Weekly Home / Recipe Center

Steak and Broccoli Stir-Fry

Serves 4


unseasoned meat tenderizer (optional)
1/2 pound boneless beef top round steak or round steak
3 tablespoons cornstarch
2 tablespoons sherry
1 1/2 cups beef bouillon
2 tablespoons soy sauce
2 teaspoons sugar
1 tablespoon vegetable oil
1 red onion cut in wedges
2 cloves garlic minced
1 cup carrot thin, diagonally sliced
1 cup broccoli peeled and thinly sliced stems
1/2 tablespoon vegetable oil
2 cups broccoli flowerets
white rice hot cooked

If desired, use tenderizer on steak according to label directions. With a large sharp knife, slice meat across the grain in very thin strips 3 to 4 inches long. In a small bowl, sprinkle meat with 2 tablespoons of the cornstarch and sherry. Mix well set aside.

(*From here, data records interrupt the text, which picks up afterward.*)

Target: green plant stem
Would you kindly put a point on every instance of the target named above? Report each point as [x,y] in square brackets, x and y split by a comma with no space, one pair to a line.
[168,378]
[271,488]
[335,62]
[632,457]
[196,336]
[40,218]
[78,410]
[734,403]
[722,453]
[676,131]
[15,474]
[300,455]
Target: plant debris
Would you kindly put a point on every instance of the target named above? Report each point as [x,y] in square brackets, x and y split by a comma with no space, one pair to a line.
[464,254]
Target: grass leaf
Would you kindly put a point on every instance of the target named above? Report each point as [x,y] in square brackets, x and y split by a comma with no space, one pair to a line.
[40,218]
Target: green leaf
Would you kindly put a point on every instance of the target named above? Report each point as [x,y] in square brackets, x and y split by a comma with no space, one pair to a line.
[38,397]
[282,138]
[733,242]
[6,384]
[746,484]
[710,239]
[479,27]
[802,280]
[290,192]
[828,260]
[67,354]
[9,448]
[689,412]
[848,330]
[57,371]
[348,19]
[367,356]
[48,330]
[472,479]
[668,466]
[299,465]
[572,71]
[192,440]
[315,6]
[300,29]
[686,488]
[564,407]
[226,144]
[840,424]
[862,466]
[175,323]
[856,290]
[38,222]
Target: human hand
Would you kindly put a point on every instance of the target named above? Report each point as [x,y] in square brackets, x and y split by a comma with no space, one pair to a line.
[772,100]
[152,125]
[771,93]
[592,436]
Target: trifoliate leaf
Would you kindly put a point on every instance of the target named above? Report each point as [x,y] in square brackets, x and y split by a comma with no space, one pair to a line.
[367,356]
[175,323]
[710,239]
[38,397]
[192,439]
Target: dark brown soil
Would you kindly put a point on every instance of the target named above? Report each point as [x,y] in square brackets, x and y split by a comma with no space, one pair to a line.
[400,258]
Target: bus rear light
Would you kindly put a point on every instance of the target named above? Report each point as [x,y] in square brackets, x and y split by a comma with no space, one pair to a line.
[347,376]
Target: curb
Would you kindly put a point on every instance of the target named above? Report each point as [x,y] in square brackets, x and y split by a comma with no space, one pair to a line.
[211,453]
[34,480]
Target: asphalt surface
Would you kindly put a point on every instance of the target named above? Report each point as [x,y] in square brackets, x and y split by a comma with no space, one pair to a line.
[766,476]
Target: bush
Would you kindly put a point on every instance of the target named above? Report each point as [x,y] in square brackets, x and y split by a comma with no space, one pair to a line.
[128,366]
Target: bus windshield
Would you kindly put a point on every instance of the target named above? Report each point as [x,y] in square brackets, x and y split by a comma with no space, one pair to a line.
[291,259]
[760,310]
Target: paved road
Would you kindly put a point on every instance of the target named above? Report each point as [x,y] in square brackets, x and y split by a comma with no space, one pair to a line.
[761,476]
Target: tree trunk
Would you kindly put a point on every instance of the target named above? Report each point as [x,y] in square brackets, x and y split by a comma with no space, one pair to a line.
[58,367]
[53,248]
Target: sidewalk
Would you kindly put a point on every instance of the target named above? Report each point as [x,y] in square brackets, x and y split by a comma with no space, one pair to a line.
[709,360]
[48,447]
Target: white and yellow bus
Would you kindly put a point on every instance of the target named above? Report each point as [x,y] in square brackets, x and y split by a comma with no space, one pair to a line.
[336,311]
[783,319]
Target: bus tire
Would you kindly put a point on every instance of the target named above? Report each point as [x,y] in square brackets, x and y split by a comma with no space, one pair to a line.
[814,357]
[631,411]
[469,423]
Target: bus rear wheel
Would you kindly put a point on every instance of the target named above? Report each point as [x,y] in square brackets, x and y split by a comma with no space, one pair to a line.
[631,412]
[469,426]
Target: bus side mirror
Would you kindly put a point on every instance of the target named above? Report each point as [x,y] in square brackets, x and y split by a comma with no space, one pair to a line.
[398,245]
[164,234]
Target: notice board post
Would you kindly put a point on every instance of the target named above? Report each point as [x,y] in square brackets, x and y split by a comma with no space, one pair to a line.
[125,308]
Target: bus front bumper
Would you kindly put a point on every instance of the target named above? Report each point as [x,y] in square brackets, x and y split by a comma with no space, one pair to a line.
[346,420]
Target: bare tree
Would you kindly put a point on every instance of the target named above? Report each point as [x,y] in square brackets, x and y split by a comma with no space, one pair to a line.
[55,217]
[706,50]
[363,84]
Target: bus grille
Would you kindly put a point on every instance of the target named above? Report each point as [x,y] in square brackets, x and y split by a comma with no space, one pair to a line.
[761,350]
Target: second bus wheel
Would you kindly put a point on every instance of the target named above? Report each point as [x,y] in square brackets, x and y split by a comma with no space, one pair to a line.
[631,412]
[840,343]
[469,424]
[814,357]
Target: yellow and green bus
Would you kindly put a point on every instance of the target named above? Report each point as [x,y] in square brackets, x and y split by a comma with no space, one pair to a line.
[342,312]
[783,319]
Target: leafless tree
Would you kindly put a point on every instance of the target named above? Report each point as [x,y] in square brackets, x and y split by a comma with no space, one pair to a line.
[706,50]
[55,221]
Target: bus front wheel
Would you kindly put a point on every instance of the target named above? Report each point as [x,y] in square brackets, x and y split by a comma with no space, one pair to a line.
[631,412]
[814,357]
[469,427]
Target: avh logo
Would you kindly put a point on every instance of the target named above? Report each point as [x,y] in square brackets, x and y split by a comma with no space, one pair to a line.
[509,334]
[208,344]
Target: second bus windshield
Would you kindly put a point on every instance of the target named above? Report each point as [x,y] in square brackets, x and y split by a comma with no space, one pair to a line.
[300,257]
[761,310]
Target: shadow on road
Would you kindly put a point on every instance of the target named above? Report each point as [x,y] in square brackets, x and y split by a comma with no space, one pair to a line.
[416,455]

In a small bowl, mix bouillon, soy sauce, remaining 1 tablespoon cornstarch, and sugar until sugar is dissolved set aside.

In a 10-inch non-stick skillet over medium-high heat, heat 1 tablespoon oil. Stir-fry onion and garlic 1 minute or until onion is limp. Add carrots and broccoli stems. Stir-fry 1 minute longer. Transfer vegetables to a bowl.

Heat 1/2 tablespoon oil in skillet. Stir-fry steak until no longer pink. Stir bouillon mixture and pour over steak. Stirring, bring to a boil. Add broccoli flowerets and reserved vegetables. Reduce heat to low, cover, and simmer 3 minutes or until vegetables are crisp-tender. Serve with rice.